Je suis aussi pour l'abolition du genre, ou tout au moins sa très forte atténuation.
Chacun.e pourrait être libre d'exprimer/vivre selon son propre "mélange" de masculin/féminin quel que soit son sexe biologique (mâle/femelle/intersexe), avec des dosages différents selon les moments de la vie, les relations, les petits délires, les activités...
J'essaye de le mettre en pratique, et je me sens déjà mieux qu'avant que je ne découvre cette question !

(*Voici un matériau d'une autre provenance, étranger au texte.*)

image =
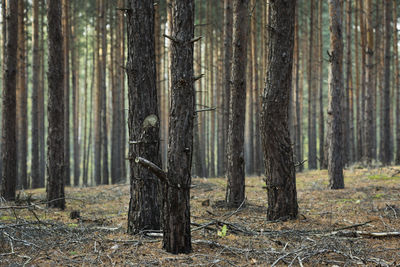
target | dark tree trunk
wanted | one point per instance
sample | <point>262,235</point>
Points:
<point>9,141</point>
<point>144,123</point>
<point>22,134</point>
<point>312,135</point>
<point>369,83</point>
<point>35,174</point>
<point>65,33</point>
<point>278,153</point>
<point>235,190</point>
<point>176,210</point>
<point>55,140</point>
<point>387,149</point>
<point>335,139</point>
<point>227,68</point>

Sur l'évolution des choses, je ne suis pas sociologue, je dirais que globalement les choses s'assouplissent (sur les rôles/identités Femme/Homme), sont un peu plus floues, mais c'est lent, et pas partout, et on a l'impression que c'est plus sur la forme (types de rôles, type de partage des tâches) que sur le fond (les genres). Parce que partout on continue à parler des femmes et des hommes, que par exemple il y a peu de garçons adoptant des styles vestimentaires plus libres (idem pour les cheveux, les attitudes corporelles), plus "féminins".
Je dirais qu'il y a une heureuse évolution vers plus d'égalité et moins de virilisme/machisme, mais que les rôles restent quand même toujours assez différenciés/genrés, et que surtout la catégorie Femme/Homme est toujours LA référence, ce qui du coup fait que les catégories homo/hétéro/bi continuent aussi d'être les références.

Ca me paraît difficile qu'il y ait des évolution plus profondes tant que l'immense majorité des gens restent attachés au fait qu'un garçon c'est quand même très différent d'une fille (je veux dire bien sûr au delà des différences corporelles liées aux organes génitaux et de la reproduction). Car ces supposées différences de comportements, cerveaux, désirs, aptitudes ou autres entraîneront encore des classes différentes, avec des conflits, inégalités, normes, auto-étouffement de ses aspirations, etc. A moins que les humain.es ne deviennent plus sages ?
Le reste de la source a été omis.